Wang Zhixin, Fang Youhong, Yu Jindan, Chen Jie, Luo Youyou
Department of Gastroenterology, the Children's Hospital, Zhejiang University School of Medicine, National Clinical Research Center for Child Health, Hangzhou, China.
Transl Pediatr. 2025 Jun 27;14(6):1344-1352. doi: 10.21037/tp-2024-567. Epub 2025 Jun 13.
Most cases of childhood inflammatory bowel disease (IBD) are polygenic in origin, although a subset of patients exhibits monogenic etiologies. Some studies have identified the lipopolysaccharide-responsive beige-like anchor protein (LRBA) gene as a susceptibility gene, but the majority of research has focused on genetic mutations without extensive clinical data. Furthermore, there is a paucity of long-term data on pediatric patients receiving biologic therapy.

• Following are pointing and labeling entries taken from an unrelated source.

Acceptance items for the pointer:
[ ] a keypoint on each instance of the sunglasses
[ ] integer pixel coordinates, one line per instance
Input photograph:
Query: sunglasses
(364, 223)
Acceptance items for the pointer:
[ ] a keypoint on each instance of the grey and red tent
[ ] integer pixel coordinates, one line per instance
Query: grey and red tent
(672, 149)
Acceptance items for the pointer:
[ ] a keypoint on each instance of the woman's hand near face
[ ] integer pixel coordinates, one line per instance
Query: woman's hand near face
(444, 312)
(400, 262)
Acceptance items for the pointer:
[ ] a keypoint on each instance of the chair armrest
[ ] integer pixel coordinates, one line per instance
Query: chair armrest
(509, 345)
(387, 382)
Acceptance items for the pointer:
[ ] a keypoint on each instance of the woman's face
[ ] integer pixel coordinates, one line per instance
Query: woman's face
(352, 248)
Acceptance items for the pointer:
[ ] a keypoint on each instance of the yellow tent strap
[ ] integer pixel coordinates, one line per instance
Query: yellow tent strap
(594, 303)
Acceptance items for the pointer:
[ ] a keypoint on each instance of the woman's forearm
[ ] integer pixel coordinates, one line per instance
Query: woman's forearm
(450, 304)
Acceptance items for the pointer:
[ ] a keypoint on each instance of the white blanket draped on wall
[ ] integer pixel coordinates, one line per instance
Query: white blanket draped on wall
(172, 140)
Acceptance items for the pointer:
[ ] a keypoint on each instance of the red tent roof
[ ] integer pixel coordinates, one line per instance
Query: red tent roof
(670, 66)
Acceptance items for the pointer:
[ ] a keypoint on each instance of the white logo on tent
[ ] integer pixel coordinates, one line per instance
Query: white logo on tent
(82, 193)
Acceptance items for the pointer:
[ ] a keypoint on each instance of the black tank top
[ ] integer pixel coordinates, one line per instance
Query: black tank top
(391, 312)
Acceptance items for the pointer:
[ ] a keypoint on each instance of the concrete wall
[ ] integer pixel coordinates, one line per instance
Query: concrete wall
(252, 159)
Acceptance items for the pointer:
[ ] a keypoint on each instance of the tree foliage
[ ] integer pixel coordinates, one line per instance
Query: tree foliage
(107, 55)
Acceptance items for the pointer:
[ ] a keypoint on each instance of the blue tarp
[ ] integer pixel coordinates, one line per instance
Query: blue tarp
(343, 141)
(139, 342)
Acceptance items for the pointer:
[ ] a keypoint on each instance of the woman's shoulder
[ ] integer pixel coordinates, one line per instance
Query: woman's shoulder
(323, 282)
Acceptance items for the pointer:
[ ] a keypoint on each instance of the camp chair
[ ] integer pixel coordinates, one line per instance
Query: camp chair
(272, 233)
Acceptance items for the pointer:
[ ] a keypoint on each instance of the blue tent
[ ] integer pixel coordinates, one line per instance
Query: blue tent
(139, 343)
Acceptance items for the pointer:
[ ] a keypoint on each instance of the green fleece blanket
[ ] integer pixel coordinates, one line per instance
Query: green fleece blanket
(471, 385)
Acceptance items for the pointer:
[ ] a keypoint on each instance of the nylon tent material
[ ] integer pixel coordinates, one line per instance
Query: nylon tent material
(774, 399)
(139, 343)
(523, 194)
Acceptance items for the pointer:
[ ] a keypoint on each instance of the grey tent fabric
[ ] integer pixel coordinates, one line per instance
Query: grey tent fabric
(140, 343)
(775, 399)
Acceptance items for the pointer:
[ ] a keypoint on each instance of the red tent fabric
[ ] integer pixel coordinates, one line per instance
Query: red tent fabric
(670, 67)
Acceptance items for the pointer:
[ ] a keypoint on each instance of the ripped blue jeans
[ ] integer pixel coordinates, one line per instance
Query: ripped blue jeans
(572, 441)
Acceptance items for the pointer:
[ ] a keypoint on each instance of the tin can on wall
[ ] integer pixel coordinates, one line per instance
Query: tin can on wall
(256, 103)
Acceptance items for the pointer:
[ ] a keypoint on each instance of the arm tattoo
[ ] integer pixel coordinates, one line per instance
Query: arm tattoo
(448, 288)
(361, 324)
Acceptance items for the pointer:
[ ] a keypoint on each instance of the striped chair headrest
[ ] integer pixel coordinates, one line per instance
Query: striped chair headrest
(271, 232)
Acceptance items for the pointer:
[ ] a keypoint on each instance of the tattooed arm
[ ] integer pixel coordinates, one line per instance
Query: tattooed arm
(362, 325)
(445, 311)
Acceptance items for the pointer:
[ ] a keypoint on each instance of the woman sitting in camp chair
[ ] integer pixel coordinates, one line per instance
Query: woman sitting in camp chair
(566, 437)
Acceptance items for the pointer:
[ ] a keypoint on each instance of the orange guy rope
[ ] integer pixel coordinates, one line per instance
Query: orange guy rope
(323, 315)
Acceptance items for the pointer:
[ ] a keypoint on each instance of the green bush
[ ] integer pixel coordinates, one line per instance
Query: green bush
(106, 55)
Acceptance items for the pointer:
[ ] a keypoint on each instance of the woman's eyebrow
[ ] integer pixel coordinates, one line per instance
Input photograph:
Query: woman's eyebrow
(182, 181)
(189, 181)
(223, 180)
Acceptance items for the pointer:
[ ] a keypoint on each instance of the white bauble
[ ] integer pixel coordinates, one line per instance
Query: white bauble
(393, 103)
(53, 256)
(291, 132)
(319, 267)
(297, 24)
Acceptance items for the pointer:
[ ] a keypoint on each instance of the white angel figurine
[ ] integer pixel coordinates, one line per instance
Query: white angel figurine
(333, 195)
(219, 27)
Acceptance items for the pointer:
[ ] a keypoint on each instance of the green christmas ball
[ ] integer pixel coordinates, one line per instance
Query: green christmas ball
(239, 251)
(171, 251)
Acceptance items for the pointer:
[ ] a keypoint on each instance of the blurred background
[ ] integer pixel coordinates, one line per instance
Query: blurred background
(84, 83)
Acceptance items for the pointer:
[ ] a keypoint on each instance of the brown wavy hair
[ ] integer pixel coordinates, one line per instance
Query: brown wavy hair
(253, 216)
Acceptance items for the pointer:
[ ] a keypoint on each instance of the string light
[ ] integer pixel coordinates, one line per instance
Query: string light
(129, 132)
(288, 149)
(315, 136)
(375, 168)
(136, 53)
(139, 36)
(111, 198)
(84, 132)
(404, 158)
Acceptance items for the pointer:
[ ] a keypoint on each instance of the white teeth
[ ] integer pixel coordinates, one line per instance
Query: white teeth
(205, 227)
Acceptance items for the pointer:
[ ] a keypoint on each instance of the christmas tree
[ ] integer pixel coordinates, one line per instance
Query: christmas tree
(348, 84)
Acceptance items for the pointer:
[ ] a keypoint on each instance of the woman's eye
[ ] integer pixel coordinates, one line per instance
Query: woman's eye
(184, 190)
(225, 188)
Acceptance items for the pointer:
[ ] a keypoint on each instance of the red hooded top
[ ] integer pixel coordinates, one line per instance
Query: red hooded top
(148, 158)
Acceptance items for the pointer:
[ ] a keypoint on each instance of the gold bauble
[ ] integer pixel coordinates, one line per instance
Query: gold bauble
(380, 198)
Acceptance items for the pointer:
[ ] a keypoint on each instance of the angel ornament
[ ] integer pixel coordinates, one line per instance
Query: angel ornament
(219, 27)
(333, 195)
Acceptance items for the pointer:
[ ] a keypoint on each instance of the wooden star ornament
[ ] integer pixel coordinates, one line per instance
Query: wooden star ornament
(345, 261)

An 11-year-old female patient presented to the Gastroenterology Department with a 1-month history of chronic abdominal pain, diarrhea, and weight loss. Laboratory investigations revealed marked inflammation, anemia, hypoproteinemia, and elevated counts of naive B-cell. Endoscopic examination identified ulcers and polyp proliferation, which was consistent with an initial diagnosis of Crohn's disease. However, despite several months of standardized treatment, there was no significant clinical improvement. Subsequent genetic testing identified LRBA deficiency with a novel mutation. Following the adjustment of her biologic treatment regimen, the patient eventually achieved clinical remission. We also conducted a literature review on LRBA deficiency and IBD. The effective therapies mentioned were hematopoietic stem cell transplantation (HSCT) and abatacept.
We described a Chinese IBD and LRBA-deficient patient carrying a novel mutation. In this context, the patient achieved remission under regular biologic therapy, which may offer valuable insights for the treatment of similar cases.
Lipopolysaccharide-responsive beige-like anchor protein deficiency (LRBA deficiency); inflammatory bowel disease (IBD); Crohn's disease (CD); biologic therapy; case report.
大多数儿童炎症性肠病(IBD)病例起源于多基因,尽管有一部分患者表现为单基因病因。一些研究已将脂多糖反应性米色样锚定蛋白(LRBA)基因鉴定为易感基因,但大多数研究集中在基因突变上,缺乏广泛的临床数据。此外,关于接受生物治疗的儿科患者的长期数据也很匮乏。
一名11岁女性患者因慢性腹痛、腹泻和体重减轻1个月就诊于胃肠病科。实验室检查显示有明显炎症、贫血、低蛋白血症以及幼稚B细胞计数升高。内镜检查发现溃疡和息肉增生,初步诊断为克罗恩病。然而,尽管进行了数月的标准化治疗,临床症状仍无明显改善。随后的基因检测发现存在LRBA缺陷及一种新的突变。调整生物治疗方案后,患者最终实现临床缓解。我们还对LRBA缺陷与IBD进行了文献综述。提及的有效治疗方法为造血干细胞移植(HSCT)和阿巴西普。
我们描述了一名携带新突变的中国IBD及LRBA缺陷患者。在此情况下,该患者在常规生物治疗下实现缓解,这可能为治疗类似病例提供有价值的见解。